The town was built around the Ain al-Fijah springs (Greek: πηγη, romanized: Pigi, means "Spring"), the source of the Barada River which supplies Damascus with freshwater. In the 1st century CE, the Romans constructed a temple at Ain al-Fijah. In 1907, the Ottoman authorities installed the first clean water pipe was installed at the springs. In 1924 Syrian businessmen Lutfi al-Haffar and Abd al-Wahab al-Qanawati founded the Ain al-Fijah Company, which would use water from spring for irrigation purposes.

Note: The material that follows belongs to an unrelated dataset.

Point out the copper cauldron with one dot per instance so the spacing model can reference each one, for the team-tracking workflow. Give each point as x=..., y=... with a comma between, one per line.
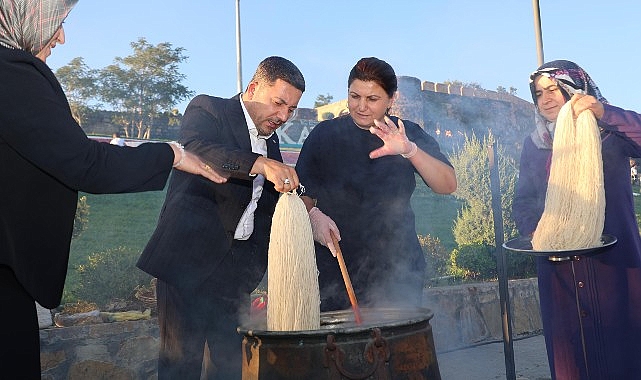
x=388, y=344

Throughout the early 20th-century, the company was one of the most profitable and innovative in Damascus.

Wikipedia


The Fountain of Fijeh is one of the largest and most remarkable in Syria. It bursts forth from a narrow cave, under an old temple, at the base of a shelving cliff. The mouth of the cave is small, and partly filled up by massive blocks of stone; through this the pent-up water leaps and foams with a roar like that of a stormy sea. It forms at once a rapid torrent, 30 ft. wide, and 3 or 4 deep, which rushes over a rocky bed for 70 or 80 yds., and then joins the Barada. Though not the highest. Ain Fîjeh is the principal source of the river, its volume being 2 or 3 times that of the other stream. Just over the fountain is a small platform of heavy masonry, and behind it the ruins of a temple some 30 ft. square, with massive walls, but without any kind of ornament. To the rt. of the fountain is a singular building, 37 ft. by 27, open to the S.; the walls are 6 ft. thick, built of huge stones, and it was formerly covered by a vaulted roof. The whole structure is manifestly of remote antiquity.